Read Bocetos californianos Online
Authors: Bret Harte
Pero aquí el discurso del coronel, en el que se notaba la influencia de los licores, se enturbió hasta hacerse ininteligible e incoherente. Posible fuera que
Lady Clara
hubiese oído en casos semejantes algo parecido y por lo tanto estuviese dispuesta a suplir las omisiones e incongruencias del maduro galán. Sea como fuere, las mejillas de la pareja del coronel conservaron el rubor virginal y la timidez consiguiente hasta que ambos llegaron al término de su jornada.
Constituía el final de la excursión una bonita aunque pequeña quinta recientemente blanqueada, y que se destacaba en agradable contraste sobre un grupo de pinos, algunas de cuyas primeras filas habían arrancado para dar lugar al muro que rodeaba un simétrico jardinito. Bañada en la luz solar y en completo silencio, tenía apariencia de nueva y deshabitada, como si acabasen de dejarla carpinteros y pintores. En la mitad del huerto, un chino cavaba imperturbable, pero la casa no daba otras señales de vida. El camino, como había dicho el coronel, estaba realmente expedito y la señora de Galba se paró junto a la reja. El coronel hubiera entrado con ella, pero le detuvo con un gesto.

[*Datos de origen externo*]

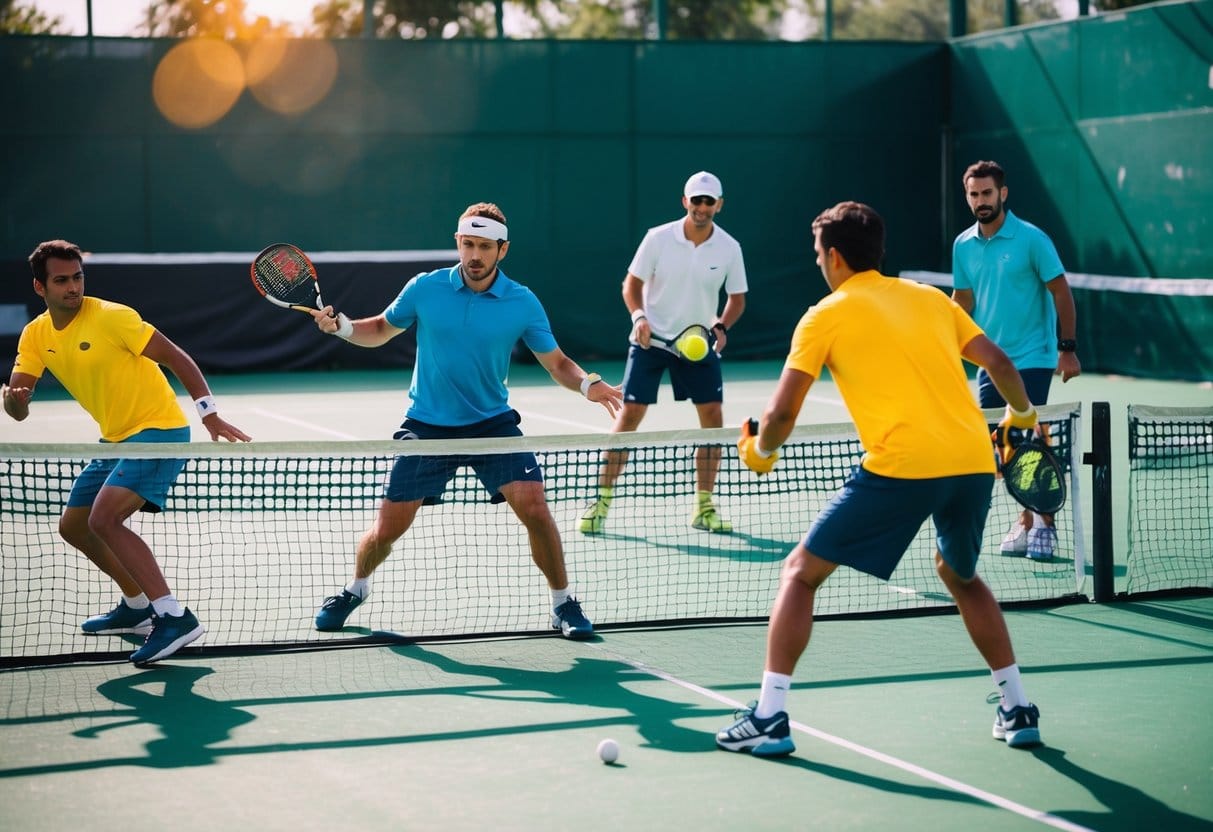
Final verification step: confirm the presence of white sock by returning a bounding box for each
[152,593,184,619]
[991,665,1029,711]
[754,671,792,719]
[123,592,152,610]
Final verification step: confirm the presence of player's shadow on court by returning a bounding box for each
[391,644,718,753]
[74,665,256,768]
[597,531,796,563]
[1032,747,1213,832]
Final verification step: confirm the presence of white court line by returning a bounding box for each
[250,408,361,439]
[514,408,603,433]
[587,644,1097,832]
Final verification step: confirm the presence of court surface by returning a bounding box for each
[0,364,1213,832]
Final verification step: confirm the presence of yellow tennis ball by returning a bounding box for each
[678,332,707,361]
[598,740,619,765]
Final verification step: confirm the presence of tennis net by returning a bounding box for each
[0,405,1086,663]
[1126,405,1213,594]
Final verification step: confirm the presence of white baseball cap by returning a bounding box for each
[683,171,724,199]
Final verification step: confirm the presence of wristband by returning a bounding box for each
[581,372,603,398]
[194,395,220,418]
[334,312,354,341]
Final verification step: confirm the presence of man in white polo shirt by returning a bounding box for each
[577,171,747,535]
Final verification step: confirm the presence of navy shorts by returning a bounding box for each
[804,468,993,581]
[978,367,1053,410]
[67,427,189,514]
[383,410,543,503]
[623,338,724,404]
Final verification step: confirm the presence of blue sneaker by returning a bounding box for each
[315,589,363,633]
[131,609,206,667]
[80,598,152,636]
[993,703,1043,748]
[716,702,796,757]
[552,595,594,640]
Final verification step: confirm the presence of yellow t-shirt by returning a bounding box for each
[13,297,189,441]
[785,270,995,479]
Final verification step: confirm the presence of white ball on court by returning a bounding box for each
[598,740,619,763]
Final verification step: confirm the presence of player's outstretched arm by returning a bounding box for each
[308,306,404,347]
[0,372,38,422]
[961,335,1032,412]
[535,347,623,417]
[143,332,252,441]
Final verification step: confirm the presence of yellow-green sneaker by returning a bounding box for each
[577,498,610,535]
[690,502,733,535]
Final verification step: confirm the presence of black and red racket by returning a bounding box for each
[249,243,324,313]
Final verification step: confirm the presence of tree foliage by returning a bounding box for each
[136,0,289,40]
[0,0,63,35]
[87,0,1164,40]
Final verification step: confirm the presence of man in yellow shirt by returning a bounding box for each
[0,240,249,665]
[716,203,1041,757]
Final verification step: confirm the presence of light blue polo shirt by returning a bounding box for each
[383,266,557,427]
[952,211,1065,370]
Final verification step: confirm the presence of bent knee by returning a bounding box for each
[782,543,838,591]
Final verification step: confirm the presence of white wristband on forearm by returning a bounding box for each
[581,372,603,399]
[334,312,354,341]
[194,395,220,418]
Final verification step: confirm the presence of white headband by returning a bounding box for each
[455,217,509,243]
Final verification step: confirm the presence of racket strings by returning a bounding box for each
[254,251,315,308]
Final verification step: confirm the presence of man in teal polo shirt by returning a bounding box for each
[952,161,1082,560]
[312,203,622,639]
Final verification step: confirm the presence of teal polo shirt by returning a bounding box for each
[952,211,1065,370]
[383,266,557,427]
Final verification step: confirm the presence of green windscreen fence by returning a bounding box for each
[0,0,1213,380]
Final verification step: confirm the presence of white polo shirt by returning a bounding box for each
[627,217,748,338]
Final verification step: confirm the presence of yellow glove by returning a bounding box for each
[738,418,779,475]
[990,404,1048,465]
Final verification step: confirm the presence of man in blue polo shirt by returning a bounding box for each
[303,203,622,639]
[952,161,1082,560]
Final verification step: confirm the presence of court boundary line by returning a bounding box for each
[587,644,1097,832]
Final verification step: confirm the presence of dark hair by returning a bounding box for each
[29,240,84,286]
[813,203,884,272]
[961,161,1007,190]
[459,203,509,226]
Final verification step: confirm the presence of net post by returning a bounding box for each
[1082,401,1116,602]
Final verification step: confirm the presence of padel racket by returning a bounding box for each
[997,431,1065,514]
[249,243,324,313]
[653,324,712,364]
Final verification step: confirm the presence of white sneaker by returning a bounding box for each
[1024,523,1058,560]
[998,520,1030,555]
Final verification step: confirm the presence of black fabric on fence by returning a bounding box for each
[0,261,450,380]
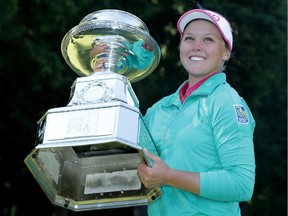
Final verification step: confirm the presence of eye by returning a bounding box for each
[184,36,193,41]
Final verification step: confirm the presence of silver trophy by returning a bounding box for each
[25,9,162,211]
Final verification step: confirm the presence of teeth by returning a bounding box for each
[190,57,204,61]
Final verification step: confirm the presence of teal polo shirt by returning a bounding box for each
[143,73,255,216]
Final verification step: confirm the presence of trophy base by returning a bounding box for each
[24,101,162,211]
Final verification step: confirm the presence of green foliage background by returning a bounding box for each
[0,0,287,216]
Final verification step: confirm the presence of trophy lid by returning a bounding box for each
[61,9,160,83]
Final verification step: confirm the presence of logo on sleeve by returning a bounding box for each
[234,105,249,124]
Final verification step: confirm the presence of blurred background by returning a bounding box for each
[0,0,287,216]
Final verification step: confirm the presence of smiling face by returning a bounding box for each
[180,20,230,86]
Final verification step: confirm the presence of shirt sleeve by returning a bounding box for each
[200,88,256,202]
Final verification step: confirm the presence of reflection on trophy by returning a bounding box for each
[25,9,161,211]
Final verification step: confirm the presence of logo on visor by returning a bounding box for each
[234,105,249,124]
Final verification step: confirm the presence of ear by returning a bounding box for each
[222,49,231,61]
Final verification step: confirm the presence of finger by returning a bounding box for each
[143,148,159,161]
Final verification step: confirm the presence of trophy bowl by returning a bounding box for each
[61,9,160,83]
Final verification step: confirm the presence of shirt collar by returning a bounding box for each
[179,72,218,103]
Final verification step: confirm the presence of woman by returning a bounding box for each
[138,9,255,216]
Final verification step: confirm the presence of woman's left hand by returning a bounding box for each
[137,149,171,188]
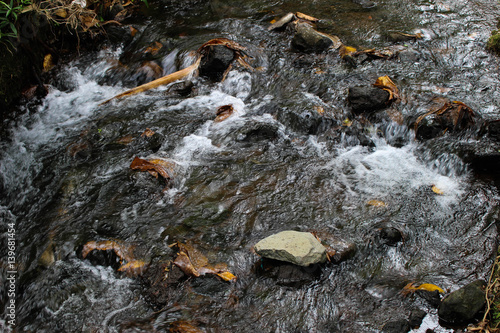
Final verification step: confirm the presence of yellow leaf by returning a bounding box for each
[432,185,444,195]
[402,283,444,295]
[367,200,387,207]
[373,75,399,101]
[43,53,54,72]
[314,106,325,115]
[216,272,236,281]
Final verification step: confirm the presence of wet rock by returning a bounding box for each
[256,259,321,287]
[378,227,403,246]
[292,22,333,53]
[438,280,486,324]
[382,319,410,333]
[352,0,377,9]
[408,309,427,329]
[254,230,326,266]
[486,120,500,141]
[347,86,390,113]
[415,290,441,309]
[199,45,235,82]
[398,49,420,64]
[236,122,278,142]
[486,30,500,54]
[316,232,357,264]
[277,110,338,135]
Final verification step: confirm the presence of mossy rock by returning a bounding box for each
[487,30,500,55]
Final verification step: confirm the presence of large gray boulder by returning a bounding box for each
[254,231,326,266]
[438,280,486,324]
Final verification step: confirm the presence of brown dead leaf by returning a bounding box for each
[130,157,175,180]
[82,240,134,262]
[43,53,54,72]
[373,75,399,101]
[295,12,319,22]
[214,105,234,123]
[118,260,148,276]
[366,200,387,207]
[173,243,236,281]
[141,128,155,138]
[414,101,477,133]
[168,320,204,333]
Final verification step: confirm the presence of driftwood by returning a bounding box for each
[99,56,201,105]
[99,38,252,105]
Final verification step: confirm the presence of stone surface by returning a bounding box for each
[199,45,235,82]
[347,86,389,113]
[438,280,486,324]
[382,319,410,333]
[254,231,326,266]
[292,22,333,52]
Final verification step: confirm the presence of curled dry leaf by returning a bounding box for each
[366,200,387,207]
[214,105,234,123]
[141,128,155,138]
[82,240,134,261]
[401,282,444,296]
[373,75,399,101]
[130,157,175,180]
[414,101,476,133]
[173,243,236,281]
[295,12,319,22]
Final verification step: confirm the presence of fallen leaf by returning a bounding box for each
[314,105,325,115]
[82,240,134,262]
[366,200,387,207]
[43,53,54,72]
[168,320,204,333]
[373,75,399,101]
[432,185,444,195]
[118,260,148,276]
[401,282,444,296]
[173,242,236,281]
[141,128,155,138]
[214,105,234,123]
[414,101,477,133]
[130,157,175,180]
[216,272,236,281]
[295,12,319,22]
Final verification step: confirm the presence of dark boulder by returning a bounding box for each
[438,280,486,325]
[292,22,333,53]
[256,258,321,287]
[408,309,427,329]
[347,86,390,113]
[199,45,236,82]
[382,319,410,333]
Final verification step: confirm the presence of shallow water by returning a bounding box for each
[0,0,500,332]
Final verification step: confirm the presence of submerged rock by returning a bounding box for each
[199,45,235,82]
[292,22,333,52]
[254,230,326,266]
[256,259,321,287]
[438,280,486,324]
[347,86,390,113]
[382,319,410,333]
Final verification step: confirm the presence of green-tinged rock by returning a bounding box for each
[487,30,500,54]
[438,280,486,324]
[254,231,326,266]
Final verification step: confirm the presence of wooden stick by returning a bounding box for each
[99,56,201,105]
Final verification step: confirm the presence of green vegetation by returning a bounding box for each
[0,0,31,45]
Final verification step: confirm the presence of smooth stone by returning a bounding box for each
[254,231,326,266]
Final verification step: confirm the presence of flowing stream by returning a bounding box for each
[0,0,500,332]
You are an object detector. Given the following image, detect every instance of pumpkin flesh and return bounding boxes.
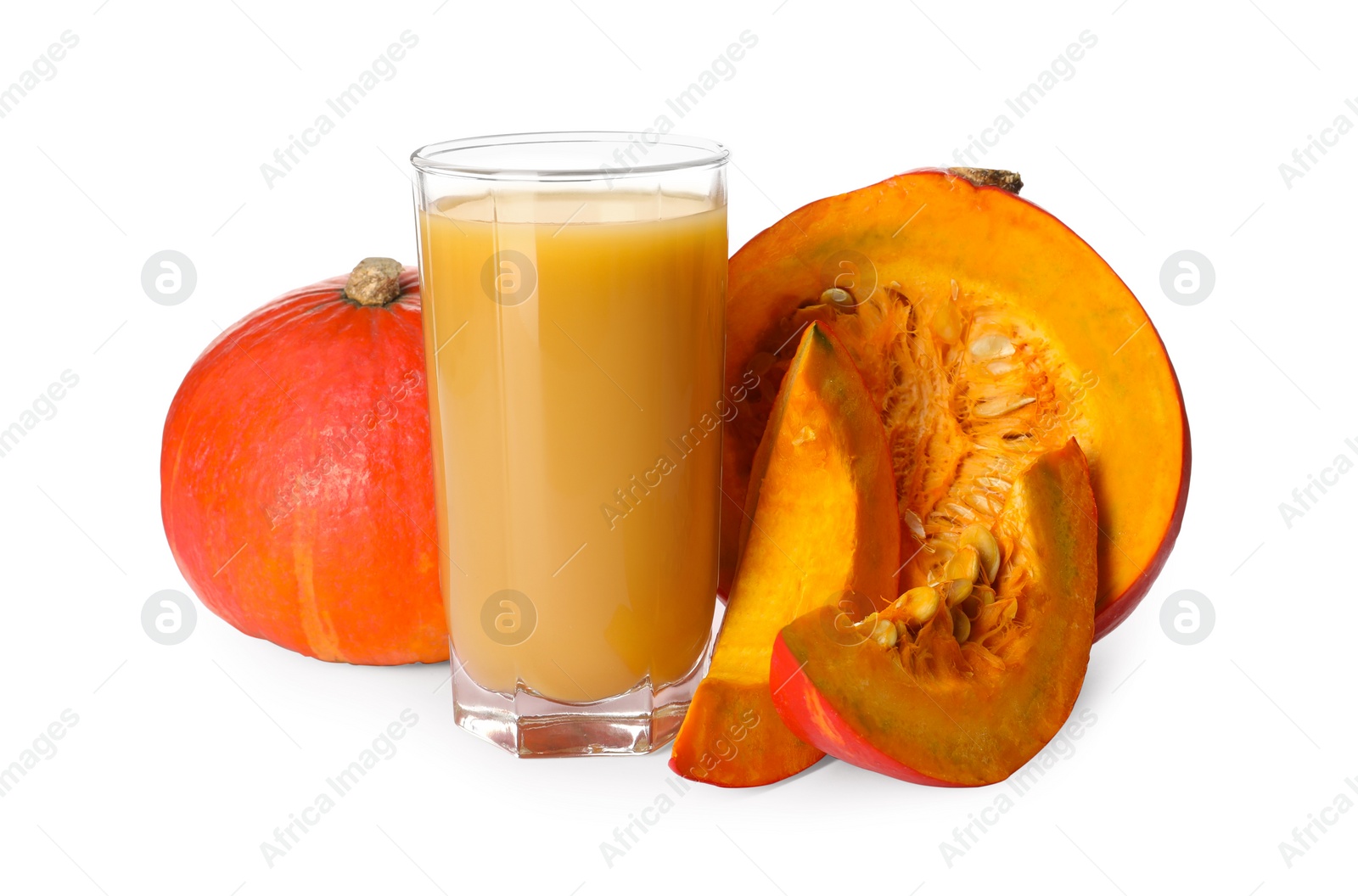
[721,171,1191,636]
[670,324,899,787]
[770,440,1097,786]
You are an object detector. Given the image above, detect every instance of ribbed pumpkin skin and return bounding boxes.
[160,267,448,665]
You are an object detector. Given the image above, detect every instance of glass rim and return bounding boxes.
[410,131,731,181]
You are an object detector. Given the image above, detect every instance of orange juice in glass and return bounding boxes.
[412,133,732,756]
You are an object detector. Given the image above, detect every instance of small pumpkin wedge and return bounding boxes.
[670,324,901,787]
[721,164,1191,636]
[769,440,1097,786]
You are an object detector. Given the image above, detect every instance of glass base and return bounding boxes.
[450,645,710,758]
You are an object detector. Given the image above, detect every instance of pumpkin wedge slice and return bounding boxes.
[670,324,901,787]
[770,440,1098,786]
[721,170,1190,636]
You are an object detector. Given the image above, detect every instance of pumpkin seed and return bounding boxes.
[973,395,1037,419]
[952,613,971,643]
[957,523,1000,582]
[872,619,896,647]
[892,585,939,629]
[942,543,980,584]
[939,579,973,607]
[971,333,1014,361]
[901,511,925,539]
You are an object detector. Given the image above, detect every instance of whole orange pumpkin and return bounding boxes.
[160,258,448,665]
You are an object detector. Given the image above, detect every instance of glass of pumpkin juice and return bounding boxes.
[412,133,736,756]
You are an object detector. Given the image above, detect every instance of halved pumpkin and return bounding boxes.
[721,170,1190,636]
[770,440,1097,786]
[670,324,901,787]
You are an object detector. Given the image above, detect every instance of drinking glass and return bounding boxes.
[412,132,731,756]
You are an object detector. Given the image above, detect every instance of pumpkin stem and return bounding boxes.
[948,168,1023,194]
[344,258,401,307]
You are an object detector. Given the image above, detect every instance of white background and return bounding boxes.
[0,0,1358,896]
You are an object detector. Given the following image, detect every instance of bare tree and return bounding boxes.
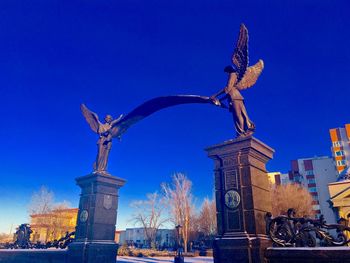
[197,198,216,237]
[28,186,72,241]
[271,184,315,219]
[131,192,169,247]
[28,186,54,214]
[162,173,194,252]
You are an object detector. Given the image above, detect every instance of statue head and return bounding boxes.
[224,65,236,74]
[105,114,113,123]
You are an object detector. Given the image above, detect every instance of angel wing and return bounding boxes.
[111,95,214,137]
[231,24,248,82]
[235,59,264,90]
[80,104,101,133]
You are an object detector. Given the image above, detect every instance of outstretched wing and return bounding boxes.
[232,24,248,81]
[111,95,214,137]
[80,104,100,133]
[235,59,264,90]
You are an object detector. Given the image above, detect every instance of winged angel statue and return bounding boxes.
[211,24,264,136]
[80,95,218,174]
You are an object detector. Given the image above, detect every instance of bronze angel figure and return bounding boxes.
[80,95,217,174]
[211,24,264,136]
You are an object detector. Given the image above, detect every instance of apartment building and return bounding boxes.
[329,124,350,175]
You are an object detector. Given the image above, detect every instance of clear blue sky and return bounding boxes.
[0,0,350,235]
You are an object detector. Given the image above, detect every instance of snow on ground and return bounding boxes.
[117,256,214,263]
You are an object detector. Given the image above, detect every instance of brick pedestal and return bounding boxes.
[68,173,125,263]
[206,137,274,263]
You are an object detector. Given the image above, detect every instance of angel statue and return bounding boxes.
[211,24,264,136]
[80,95,218,174]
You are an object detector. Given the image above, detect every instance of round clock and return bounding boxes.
[79,209,89,223]
[225,190,241,209]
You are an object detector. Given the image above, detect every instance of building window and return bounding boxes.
[333,141,342,147]
[335,151,344,156]
[307,178,316,184]
[337,160,346,166]
[309,187,317,193]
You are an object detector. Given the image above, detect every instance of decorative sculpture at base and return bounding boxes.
[211,24,264,136]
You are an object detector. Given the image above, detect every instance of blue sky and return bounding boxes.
[0,0,350,235]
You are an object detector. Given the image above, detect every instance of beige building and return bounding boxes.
[30,208,78,242]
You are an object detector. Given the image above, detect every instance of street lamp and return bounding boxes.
[174,225,185,263]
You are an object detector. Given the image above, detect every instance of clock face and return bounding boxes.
[79,209,89,223]
[225,190,241,209]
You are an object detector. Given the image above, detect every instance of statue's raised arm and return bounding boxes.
[212,24,264,136]
[111,95,217,137]
[80,95,217,174]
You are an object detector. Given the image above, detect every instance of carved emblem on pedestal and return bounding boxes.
[79,209,89,223]
[225,190,241,209]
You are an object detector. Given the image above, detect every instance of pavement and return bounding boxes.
[117,256,214,263]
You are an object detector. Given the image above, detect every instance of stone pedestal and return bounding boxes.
[68,173,125,263]
[206,137,274,263]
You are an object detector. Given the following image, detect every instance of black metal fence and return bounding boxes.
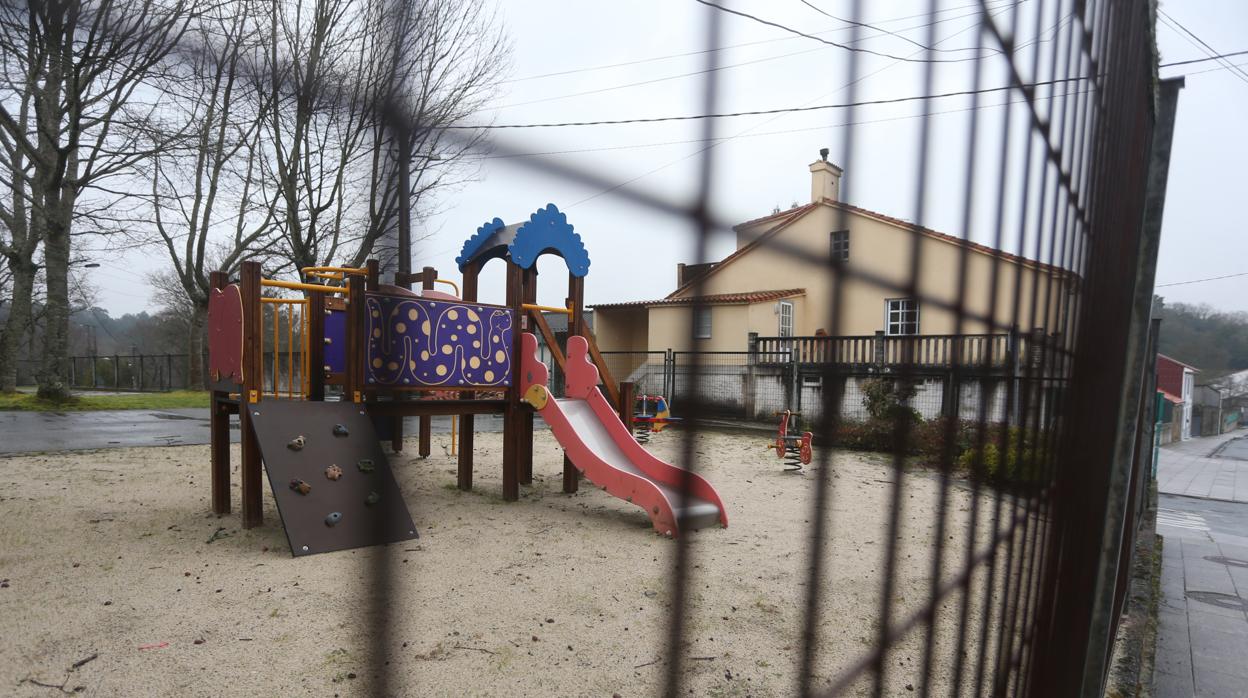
[17,350,309,395]
[53,0,1172,697]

—Vuelva a buscarme dentro de dos horas y tendré hecho mi equipaje —dijo tendiéndole la mano y con una semisonrisa en los labios.
Asióla el coronel y estrechóla efusivamente. Tal vez la presión fue ligeramente correspondida, pues el galante coronel se alejó ahuecando su pecho y con paso triunfante, tan vigoroso como lo permitían la estrechez y altos tacones de sus botas. Cuando se hubo alejado convenientemente,
Lady Clara
abrió la puerta, escuchó por un momento desde la desierta entrada, y luego subió la escalera rápidamente, hasta llegar a su antigua habitación.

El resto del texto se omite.